Die Einwohner der kleinen Stadt kommen dabei nicht allzu gut weg, zumindest hat man den Eindruck, King würde seine Landsleute etwas unterschätzen: Obwohl die Zwangsbewohner des Domes mehrfach einen Vergleich zu Diktaturen und Hitlerdeutschland ziehen und durch 9/11 ohnehin sensibilisiert sind, breiten sich Terror, Willkür und Polizeistaat dermaßen rasch aus, dass man als Leser manchmal etwas irritiert ist. Keiner wehrt sich hier so richtig, lediglich eine kleine Gruppe von Standhaften lehnt sich auf. Der Rest glaubt bereitwillig alles, was ihnen Big Jim Rennie auftischt. Die Unterdrückung nimmt hier Gestalt an in Form eines vermeintlich harmlosen, äußerst skrupellosen Gebrauchtwagenhändlers, der schon immer heimlich nach der Herrschaft über die Stadt gierte. Nun sieht er die Kuppel geradezu als Glücksfall an, um mit brutaler Gewalt und einer privaten Armee über die Einwohner von Chester's Mill zu herrschen. Big Jim Rennie ist natürlich schon vorher ein verabscheuungswürdiger, bigotter und verlogener Charakter, aber die Kuppel bringt seine schlimmsten Eigenschaften erst so richtig hervor.

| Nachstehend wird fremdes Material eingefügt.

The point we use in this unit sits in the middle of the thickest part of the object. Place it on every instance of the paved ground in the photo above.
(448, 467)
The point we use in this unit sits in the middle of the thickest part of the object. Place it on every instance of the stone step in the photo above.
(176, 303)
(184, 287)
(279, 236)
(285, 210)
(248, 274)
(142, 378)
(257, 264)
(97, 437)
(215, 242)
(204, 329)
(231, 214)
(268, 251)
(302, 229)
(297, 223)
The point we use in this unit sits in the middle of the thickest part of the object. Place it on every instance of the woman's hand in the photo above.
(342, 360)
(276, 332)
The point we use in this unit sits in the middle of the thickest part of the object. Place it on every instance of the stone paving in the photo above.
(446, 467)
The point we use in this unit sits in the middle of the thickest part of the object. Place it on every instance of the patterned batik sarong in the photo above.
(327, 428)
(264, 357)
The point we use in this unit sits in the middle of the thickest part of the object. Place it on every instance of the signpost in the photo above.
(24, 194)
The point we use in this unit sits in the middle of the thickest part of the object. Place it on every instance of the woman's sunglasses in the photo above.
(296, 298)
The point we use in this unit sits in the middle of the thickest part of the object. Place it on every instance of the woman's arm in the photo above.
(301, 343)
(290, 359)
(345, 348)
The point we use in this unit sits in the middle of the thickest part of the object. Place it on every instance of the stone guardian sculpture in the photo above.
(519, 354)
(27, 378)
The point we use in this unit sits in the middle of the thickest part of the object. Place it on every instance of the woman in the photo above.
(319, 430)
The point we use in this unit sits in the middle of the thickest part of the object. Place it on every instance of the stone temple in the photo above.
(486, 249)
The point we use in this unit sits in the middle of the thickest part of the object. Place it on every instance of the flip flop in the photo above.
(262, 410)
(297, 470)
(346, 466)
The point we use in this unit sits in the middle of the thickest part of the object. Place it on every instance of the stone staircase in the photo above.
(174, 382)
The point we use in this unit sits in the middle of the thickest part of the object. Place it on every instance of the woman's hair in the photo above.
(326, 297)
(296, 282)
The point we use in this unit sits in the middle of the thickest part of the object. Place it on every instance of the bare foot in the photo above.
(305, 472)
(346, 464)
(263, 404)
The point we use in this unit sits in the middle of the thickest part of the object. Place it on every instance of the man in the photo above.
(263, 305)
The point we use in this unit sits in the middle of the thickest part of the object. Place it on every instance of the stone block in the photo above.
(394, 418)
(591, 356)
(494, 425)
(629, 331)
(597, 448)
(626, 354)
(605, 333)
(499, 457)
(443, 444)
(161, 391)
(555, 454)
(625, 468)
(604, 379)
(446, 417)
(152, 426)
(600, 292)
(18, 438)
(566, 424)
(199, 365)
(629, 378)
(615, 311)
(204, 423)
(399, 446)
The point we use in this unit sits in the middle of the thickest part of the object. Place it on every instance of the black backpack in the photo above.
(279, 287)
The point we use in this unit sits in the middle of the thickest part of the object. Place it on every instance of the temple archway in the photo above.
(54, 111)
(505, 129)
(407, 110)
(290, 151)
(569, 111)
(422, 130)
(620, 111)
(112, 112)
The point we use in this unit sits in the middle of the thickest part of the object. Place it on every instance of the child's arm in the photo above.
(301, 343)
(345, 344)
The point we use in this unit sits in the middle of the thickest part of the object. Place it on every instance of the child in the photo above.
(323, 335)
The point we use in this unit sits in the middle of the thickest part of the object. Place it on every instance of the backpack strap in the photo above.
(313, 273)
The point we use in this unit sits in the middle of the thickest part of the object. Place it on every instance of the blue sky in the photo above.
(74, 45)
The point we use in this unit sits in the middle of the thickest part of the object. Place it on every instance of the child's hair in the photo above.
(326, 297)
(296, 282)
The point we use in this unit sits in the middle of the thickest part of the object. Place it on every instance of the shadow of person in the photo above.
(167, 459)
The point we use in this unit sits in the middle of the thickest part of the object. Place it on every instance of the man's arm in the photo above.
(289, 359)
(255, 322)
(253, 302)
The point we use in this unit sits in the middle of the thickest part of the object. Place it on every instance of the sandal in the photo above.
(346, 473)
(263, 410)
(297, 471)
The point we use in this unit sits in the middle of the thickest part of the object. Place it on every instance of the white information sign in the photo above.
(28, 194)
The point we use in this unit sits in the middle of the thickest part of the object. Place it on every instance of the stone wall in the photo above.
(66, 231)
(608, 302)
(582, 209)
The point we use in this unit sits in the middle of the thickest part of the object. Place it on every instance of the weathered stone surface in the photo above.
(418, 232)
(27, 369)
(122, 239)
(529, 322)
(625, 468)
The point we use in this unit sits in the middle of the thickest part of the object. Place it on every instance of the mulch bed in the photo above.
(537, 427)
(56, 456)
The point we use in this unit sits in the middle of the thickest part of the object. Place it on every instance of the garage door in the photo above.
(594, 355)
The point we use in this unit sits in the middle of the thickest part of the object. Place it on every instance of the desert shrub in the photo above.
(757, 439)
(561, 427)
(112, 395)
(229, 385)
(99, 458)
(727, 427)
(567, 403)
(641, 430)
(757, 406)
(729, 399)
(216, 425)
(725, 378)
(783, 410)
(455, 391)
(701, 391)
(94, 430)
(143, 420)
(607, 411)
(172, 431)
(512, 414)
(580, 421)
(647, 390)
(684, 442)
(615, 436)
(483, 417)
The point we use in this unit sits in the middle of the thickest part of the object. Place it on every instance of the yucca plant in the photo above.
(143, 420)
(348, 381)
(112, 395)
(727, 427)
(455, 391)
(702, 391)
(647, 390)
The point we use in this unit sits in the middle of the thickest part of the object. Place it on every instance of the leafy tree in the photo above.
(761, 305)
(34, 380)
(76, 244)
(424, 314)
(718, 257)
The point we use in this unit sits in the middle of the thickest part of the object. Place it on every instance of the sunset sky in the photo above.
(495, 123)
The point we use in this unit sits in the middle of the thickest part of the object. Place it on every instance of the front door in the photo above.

Dass die Entwicklung dabei stellenweise tatsächlich an das Dritte Reich erinnert - bis hin zu den Armbinden, die die neu eingesetzten Polizisten tragen -, lässt deutsche Leser unter Umständen eventuell etwas genervt die Augen verdrehen.
Kings neuester Wälzer, mit mehr als 1200 Seiten sein umfangreichstes Werk seit "The Stand", liest sich unglaublich flüssig und leicht und ist ein extrem spannender Pageturner. Was man King aber ankreiden kann – und vielleicht auch muss, denn Stephen King ist ohne Zweifel ein handwerklich wirklich guter Autor -, ist die Klischeehaftigkeit fast aller Charaktere. Irgendwie sind sie alle versammelt unter dem Dome, quasi als Quintessenz aller beschaulichen amerikanischen Kleinstädte: die herzensgute Besitzerin des typischen Diner (wir sind nicht erstaunt, dass sie Rose heißt), der etwas dümmliche Polizeichef, die bösartigen Jugendlichen außer Rand und Band, der hochdekorierte, rechtschaffene Ex-Soldat, die toughe und hübsche Journalistin. Alle Figuren handeln ziemlich vorhersehbar und sind eben so, wie man es erwartet: Die Bösen sind sehr böse und gemein. Sie vergewaltigen und töten, und es gibt sogar eine Großfamilie mit einer ganzen Reihe von identisch aussehenden, tumben Sprösslingen, bei deren Beschreibung man an "Beim Sterben ist jeder der Erste" denken muss. Die Guten sind entweder sehr tapfer, entschlossen und moralisch integer oder aber ziemlich naiv, so dass sie gleich reihenweise den Bösen zum Opfer fallen.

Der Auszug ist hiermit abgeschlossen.